Ich hole mir den Stuhl aus der Ecke und setze mich zu ihr ans Bett. Einen Moment lang überlege ich, suche nach Worten. Nicht leicht, in dieser Situation etwas nicht allzu Plattes zu sagen. So gieße ich ihr erst einmal etwas Traubensaft ein und gebe ihr das Glas.

"Gut möglich, dass er dir das nicht verzeiht", sage ich schließlich. "Er ist im Verzeihen sicher nicht so großzügig wie du. Du solltest aber auch mal darüber nachdenken, ob so etwas", und dabei deute ich mit dem Kopf auf ihre Handgelenke, "der richtige Weg ist. So hält man keinen Menschen."

"Weiß ich doch", wimmert sie und trinkt einen Schluck.

Um das Gespräch auf eine eher pragmatische Ebene zu verlagern, frage ich sie: "Wie lange werden sie dich denn hier behalten? Musst du mit diesen Verbänden unbedingt tagelang hier herumliegen? Laufen kannst du doch, oder?"

"Sicher kann ich laufen, aber der Hauspsychologe meint, ich muss so lange bleiben, bis ich nicht mehr gefährdet bin." Sie starrt ins Leere, nimmt dabei noch ein paar Schlückchen Saft. "Er sagt, es könne sein, dass er mich noch in die Psychiatrie schicken muss."

"Wovon hängt das ab?"

"Er meint, er müsse noch ein paar Gespräche mit mir führen, dann würde er darüber entscheiden."

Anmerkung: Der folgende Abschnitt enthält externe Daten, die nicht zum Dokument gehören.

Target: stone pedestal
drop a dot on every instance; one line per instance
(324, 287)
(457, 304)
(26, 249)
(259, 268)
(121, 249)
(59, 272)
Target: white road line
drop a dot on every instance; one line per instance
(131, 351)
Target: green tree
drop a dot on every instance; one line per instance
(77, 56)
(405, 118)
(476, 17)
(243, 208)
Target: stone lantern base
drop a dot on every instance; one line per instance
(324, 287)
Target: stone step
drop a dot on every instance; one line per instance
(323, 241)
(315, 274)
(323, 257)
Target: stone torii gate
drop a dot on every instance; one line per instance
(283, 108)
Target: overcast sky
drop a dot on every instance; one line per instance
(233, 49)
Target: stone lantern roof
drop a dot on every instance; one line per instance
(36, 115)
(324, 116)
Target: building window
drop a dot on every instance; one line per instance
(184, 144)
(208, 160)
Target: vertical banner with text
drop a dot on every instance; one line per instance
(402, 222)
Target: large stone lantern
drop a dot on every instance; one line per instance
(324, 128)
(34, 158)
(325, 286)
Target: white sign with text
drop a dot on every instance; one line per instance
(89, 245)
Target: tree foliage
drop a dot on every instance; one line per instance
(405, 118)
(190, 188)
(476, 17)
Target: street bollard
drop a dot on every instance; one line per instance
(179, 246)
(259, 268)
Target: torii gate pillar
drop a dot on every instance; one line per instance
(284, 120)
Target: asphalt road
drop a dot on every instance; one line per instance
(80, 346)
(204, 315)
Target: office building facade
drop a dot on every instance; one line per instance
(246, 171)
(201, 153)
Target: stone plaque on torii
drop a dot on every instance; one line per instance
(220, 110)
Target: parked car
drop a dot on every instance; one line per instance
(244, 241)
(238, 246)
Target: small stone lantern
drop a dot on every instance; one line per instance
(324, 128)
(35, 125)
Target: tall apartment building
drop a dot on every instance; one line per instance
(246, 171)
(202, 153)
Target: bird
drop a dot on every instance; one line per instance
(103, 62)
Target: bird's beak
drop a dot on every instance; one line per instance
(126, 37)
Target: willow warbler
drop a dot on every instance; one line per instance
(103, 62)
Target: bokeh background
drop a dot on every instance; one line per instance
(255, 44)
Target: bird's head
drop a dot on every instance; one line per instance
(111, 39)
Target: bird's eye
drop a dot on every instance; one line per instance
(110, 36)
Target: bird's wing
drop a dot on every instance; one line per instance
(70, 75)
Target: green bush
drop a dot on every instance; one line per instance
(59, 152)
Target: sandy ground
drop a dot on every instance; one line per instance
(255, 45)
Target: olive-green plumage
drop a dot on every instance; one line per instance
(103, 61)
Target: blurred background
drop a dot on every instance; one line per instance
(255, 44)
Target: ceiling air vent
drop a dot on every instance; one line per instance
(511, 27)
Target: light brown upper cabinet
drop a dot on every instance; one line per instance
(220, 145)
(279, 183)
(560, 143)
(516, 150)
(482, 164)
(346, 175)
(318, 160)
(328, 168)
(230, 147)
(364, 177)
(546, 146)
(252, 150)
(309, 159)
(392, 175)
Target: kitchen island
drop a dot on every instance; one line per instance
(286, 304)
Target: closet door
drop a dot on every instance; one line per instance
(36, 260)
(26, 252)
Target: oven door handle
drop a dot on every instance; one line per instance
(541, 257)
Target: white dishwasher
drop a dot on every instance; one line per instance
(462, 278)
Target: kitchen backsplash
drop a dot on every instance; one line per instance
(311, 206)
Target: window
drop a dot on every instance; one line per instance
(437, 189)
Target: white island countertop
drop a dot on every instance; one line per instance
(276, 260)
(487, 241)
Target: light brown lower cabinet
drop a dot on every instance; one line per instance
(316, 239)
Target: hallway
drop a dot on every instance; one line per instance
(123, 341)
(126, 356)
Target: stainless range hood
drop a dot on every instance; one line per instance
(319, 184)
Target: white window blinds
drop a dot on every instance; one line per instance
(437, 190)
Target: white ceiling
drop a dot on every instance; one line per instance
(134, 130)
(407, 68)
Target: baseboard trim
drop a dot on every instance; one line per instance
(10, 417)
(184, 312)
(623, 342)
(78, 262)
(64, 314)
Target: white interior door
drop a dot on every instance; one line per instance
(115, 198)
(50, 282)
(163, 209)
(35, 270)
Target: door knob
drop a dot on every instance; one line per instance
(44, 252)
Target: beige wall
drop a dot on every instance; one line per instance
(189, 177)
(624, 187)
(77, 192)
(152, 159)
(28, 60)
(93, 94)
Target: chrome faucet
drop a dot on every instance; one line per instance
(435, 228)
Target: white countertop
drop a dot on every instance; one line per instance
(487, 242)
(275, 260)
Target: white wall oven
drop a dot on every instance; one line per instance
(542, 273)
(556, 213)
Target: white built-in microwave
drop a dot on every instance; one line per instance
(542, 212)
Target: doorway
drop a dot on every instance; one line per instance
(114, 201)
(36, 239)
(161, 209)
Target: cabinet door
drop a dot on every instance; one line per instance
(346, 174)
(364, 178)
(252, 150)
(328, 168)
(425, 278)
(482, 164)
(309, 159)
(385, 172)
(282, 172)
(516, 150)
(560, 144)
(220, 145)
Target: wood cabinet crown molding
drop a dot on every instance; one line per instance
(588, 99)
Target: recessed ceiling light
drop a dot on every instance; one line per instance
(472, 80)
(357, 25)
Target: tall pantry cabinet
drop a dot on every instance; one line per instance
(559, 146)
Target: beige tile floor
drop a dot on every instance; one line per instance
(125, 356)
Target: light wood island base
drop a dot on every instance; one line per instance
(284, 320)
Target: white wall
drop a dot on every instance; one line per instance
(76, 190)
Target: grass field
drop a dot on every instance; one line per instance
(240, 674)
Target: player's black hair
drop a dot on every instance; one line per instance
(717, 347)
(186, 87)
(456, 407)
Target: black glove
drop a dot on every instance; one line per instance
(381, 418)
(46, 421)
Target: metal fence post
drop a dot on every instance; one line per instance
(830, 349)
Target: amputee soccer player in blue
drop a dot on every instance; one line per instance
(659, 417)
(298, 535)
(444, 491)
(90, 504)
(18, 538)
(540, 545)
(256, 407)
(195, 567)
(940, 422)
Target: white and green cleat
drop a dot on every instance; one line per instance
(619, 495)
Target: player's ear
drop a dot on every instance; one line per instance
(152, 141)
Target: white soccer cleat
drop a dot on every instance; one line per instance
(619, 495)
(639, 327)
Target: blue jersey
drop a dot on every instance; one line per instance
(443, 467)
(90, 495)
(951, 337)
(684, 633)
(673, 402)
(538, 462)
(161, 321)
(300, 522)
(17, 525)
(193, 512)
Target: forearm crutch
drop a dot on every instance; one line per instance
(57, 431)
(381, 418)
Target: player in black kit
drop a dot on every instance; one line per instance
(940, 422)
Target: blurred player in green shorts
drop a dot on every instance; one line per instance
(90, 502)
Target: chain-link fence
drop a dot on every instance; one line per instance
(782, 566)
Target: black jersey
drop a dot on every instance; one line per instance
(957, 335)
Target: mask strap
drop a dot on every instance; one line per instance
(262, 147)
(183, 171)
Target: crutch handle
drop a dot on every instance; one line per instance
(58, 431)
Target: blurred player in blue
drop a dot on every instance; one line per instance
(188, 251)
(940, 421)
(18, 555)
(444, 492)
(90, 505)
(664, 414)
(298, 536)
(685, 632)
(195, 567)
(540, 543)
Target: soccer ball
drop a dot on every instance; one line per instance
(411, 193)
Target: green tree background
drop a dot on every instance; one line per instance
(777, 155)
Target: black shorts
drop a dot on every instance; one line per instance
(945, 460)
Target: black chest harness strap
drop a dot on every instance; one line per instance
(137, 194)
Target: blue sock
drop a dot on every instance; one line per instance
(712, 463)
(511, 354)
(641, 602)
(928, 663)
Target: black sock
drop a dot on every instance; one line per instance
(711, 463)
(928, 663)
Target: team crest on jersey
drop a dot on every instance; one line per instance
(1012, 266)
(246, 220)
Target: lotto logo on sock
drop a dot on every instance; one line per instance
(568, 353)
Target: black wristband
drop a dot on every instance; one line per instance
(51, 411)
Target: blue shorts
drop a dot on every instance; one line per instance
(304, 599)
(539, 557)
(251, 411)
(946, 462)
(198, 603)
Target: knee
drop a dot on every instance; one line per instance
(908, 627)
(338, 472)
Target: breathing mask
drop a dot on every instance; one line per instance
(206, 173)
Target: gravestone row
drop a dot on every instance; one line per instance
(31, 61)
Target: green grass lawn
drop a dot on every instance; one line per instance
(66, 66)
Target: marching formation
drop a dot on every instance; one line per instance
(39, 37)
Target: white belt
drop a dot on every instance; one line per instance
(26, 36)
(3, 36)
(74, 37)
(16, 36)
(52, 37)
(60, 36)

"Gespräche mit einem Psychologen können sicher nicht schaden", sage ich. "Und was meinst du selbst? Würdest du das noch einmal machen?"

Sie zuckt mit den Schultern. "Keine Ahnung. Im Moment ist mir alles scheißegal."

Ich sehe mich einen Moment hilflos im Zimmer um. Himmel, was soll man darauf nur sagen? "Schau mal", beginne ich zögernd, "ich lebe doch nun auch schon lange allein."

"Ja, ja, ja, ich weiß", unterbricht sie mich aggressiv, "für dich ist das ja auch leicht. Du hast ja auch noch nie jemanden wirklich geliebt. Du weißt doch gar nicht, wie solche Gefühle sind!" Die letzten Worte schreit sie fast. Und auch wenn sie damit vielleicht Recht hat, es trifft mich.

Ich senke den Blick und schweige - bis ich fühle, wie sie mit ihrem Verband an meinem Arm entlang streicht. "Ach Carla, verzeih mir, so hab ich es nicht gemeint. Kann sein, dass ich dir ziemlich auf den Wecker gehen werde, wenn ich zu Hause bin." Sie versucht ein müdes Lächeln. "Ich glaube nicht, dass ich das viele Alleinsein ertrage. Jedenfalls am Anfang nicht."

Na, das war doch wenigstens schon mal ein kleines Licht am Horizont. Ich schlucke meinen Anflug von Ärger hinunter, greife den Faden dankbar auf und frage sie augenzwinkernd. "Meinst du, du schaffst es, meine Nerven noch mehr zu strapazieren als bisher?"

Sie nickt mit großen Augen und lächelt noch immer dabei.